In-home care is hot, hospital stays are not. “Get home and stay home” has always been the driving care plan for the hospitalized patient. Today’s technology will help provide real-time and proactive patient management that can put hospital-quality monitoring and analytics right in the home. Connectivity among stakeholders (family, EMS, and care providers) offers both practical and effective solutions to care.

Cost is hot, deductibles are not. Cost will be part of the “innovation equation” that will be a critical driver for market penetration. Payers will drive trial (if not adoption) by simply nodding yes for reimbursement. And as patients are forced to manage higher insurance deductibles, options to help drive down costs will compete more and more with efficacy and novelty.

Putting it all together: What it will take to break away in 2015?

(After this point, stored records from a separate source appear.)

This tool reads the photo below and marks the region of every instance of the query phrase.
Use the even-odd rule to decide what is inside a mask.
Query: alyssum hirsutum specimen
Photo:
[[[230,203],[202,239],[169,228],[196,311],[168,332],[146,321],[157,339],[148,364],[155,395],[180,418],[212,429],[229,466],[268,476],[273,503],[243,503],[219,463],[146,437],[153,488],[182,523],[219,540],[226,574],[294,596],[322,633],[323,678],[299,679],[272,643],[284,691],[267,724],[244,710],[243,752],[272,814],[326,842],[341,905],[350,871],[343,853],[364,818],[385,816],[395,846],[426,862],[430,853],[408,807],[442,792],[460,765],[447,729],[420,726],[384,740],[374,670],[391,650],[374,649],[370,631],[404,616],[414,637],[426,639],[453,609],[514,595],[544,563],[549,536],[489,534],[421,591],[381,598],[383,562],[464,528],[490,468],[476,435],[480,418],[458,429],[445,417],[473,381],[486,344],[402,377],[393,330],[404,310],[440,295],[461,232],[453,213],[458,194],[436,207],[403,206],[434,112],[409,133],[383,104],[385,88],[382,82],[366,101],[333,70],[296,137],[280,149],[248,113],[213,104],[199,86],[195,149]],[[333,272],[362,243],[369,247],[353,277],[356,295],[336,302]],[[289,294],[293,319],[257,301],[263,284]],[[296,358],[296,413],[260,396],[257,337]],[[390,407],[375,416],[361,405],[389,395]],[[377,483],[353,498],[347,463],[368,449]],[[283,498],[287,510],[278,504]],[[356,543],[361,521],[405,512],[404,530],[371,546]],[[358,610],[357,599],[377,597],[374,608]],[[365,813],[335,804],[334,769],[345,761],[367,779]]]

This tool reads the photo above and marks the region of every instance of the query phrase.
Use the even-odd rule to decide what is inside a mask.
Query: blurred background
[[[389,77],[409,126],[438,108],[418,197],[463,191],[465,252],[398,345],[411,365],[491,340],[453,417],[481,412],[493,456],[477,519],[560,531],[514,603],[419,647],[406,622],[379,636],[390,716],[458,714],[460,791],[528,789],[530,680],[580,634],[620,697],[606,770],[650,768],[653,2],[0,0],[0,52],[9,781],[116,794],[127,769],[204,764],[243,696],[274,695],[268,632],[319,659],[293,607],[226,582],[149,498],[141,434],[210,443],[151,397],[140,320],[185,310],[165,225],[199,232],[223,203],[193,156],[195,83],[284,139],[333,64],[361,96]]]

Beyond speed lies velocity, a vector that has both magnitude and direction. Smart innovators realize that their work must be driven by a range of issues from compatibility to communications. Only then can they harness the speed and establish a market trajectory that moves a great idea in the right direction. Simply put, a great idea that doesn’t get noticed by the right audience at the right time is a bit like winking to someone in the dark. You know what you’re doing, but no one else does.